Aside from these more attention-grabbing moments, Russell is surprisingly skillful at getting the most out of this cliched underdog story. So much of this should reek with mustiness, especially Amy Adams's character (a bartender—or “MTV girl,” as Micky's sisters call her—perceived as haughty because she went to college for a couple years) and the climactic boxing match in which Micky puts all of his aggression towards his brother into the ring, fights for Lowell, and goes several unimpressive rounds before knocking out his opponent for the title. (The first two of these ideas are explicitly voiced by Dickie in the film—you know, just in case we didn't get it.) But amazingly, Adams's character remains sweet and effective, and that final match is incredibly exciting (the audience I saw it with responded viscerally). It's unfortunate that The Fighter still abides by cliché so much of the time, but the fact that it manages its cliches so well and is still so invigorating is some kind of compliment for the filmmaking prowess going on here.

In between Black Swan's hollowness and The Fighter's sense of excitement lies Danny Boyle's 127 Hours, a film that's frustrating because half of it is so intense and sophisticated, and the other half is totally self-defeating and counterintuitive. First, the good things: James Franco's performance, first of all, is just the right mixture of shallow self-absorption and ingratiating cavalierness. It's essential to the movie that we identify with the main character, Aron Ralston's, desire to abandon modern society and venture into the canyons near Moab, Utah, but we also need to realize that his deluded self-satisfaction and callousness are what lead him into his dire situation in the first place. (For those who don't know the plot: that situation entails Ralston being pinned between a massive boulder and a canyon wall for more than four days, eventually extricating himself only by cutting off his right arm with a pair of mountaineering pliers.) Boyle has often sought to speak to and for the younger generation (Trainspotting, The Beach), and it's obvious that he intends 127 Hours to be the broad story of an impetuous youthful generation whose steely self-reliance may ultimately leave it stranded, emotionally as well as physically. Franco perfectly embodies that generation here; he's a charming asshole throughout most of the film, even when he's immobilized.

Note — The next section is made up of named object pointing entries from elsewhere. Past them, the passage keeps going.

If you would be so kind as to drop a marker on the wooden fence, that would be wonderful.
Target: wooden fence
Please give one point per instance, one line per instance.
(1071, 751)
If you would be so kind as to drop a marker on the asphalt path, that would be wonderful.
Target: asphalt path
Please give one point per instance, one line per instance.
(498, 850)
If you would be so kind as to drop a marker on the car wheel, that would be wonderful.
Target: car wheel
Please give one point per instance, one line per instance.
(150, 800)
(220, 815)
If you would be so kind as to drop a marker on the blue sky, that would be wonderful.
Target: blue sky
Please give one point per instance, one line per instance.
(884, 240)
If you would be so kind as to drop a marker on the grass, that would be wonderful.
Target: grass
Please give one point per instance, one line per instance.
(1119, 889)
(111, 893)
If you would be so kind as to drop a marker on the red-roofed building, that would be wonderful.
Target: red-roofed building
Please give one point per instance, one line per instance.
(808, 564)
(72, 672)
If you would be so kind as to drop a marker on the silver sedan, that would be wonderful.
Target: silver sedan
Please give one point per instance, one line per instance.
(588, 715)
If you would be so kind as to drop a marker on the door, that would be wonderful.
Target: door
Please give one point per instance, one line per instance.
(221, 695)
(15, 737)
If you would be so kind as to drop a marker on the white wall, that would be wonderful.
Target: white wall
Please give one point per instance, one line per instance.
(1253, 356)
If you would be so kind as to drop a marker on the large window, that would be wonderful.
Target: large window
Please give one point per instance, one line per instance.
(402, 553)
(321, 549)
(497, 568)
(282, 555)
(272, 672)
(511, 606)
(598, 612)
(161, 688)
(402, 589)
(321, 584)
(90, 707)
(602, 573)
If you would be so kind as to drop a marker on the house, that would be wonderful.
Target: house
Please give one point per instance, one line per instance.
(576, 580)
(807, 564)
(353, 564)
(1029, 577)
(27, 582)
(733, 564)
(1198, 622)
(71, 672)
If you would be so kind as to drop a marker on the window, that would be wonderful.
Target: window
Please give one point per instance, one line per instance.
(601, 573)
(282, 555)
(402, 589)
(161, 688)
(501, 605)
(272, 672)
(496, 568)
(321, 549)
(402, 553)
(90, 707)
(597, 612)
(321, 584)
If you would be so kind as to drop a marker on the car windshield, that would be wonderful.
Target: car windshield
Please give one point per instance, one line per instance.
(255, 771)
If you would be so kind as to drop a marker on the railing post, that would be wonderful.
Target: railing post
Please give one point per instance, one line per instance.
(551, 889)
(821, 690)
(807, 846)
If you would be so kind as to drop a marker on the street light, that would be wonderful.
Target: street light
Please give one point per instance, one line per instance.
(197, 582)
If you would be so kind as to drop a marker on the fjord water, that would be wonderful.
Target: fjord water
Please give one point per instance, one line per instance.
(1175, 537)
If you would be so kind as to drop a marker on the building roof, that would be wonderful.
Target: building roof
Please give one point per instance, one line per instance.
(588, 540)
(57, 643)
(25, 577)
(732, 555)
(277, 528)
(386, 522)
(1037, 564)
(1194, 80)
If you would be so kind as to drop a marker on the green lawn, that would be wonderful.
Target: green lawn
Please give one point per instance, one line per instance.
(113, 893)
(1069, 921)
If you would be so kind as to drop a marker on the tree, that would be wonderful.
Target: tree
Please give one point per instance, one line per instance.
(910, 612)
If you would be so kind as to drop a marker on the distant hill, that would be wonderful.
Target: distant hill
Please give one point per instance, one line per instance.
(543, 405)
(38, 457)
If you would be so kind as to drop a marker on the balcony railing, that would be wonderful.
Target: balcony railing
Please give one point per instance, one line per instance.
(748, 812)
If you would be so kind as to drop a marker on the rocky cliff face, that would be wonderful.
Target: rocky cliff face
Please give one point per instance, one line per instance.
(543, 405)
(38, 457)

More problematic is Boyle's typically relentless style. The kinetic whiplash aesthetic that we've grown accustomed to through Slumdog Millionaire, Millions, The Beach, and so on is still present in 127 Hours, which may seem ironic given that the movie is largely about stasis, claustrophobia, abandonment, and helpless desperation. Half of the time, this aesthetic is appropriate: the movie nails the euphoric rush of escaping society and immersing oneself in pure nature, for example. Some of its split-second intercuts of the inner workings of digital camcorders, too, make clear the importance that self-mediation and digital technology hold in the lives of young people (and subtly criticize the main character by revealing that, even when he abandons modern society, he never really abandons modern society). In addition, the increasingly surreal overlays of Ralston's memories, premonitions, and hallucinations sometimes seem to burrow in to the very root of this character—in particular, flashbacks to a traumatic breakup and Ralston's apparent indifferent to a girl who loves him work surprisingly well.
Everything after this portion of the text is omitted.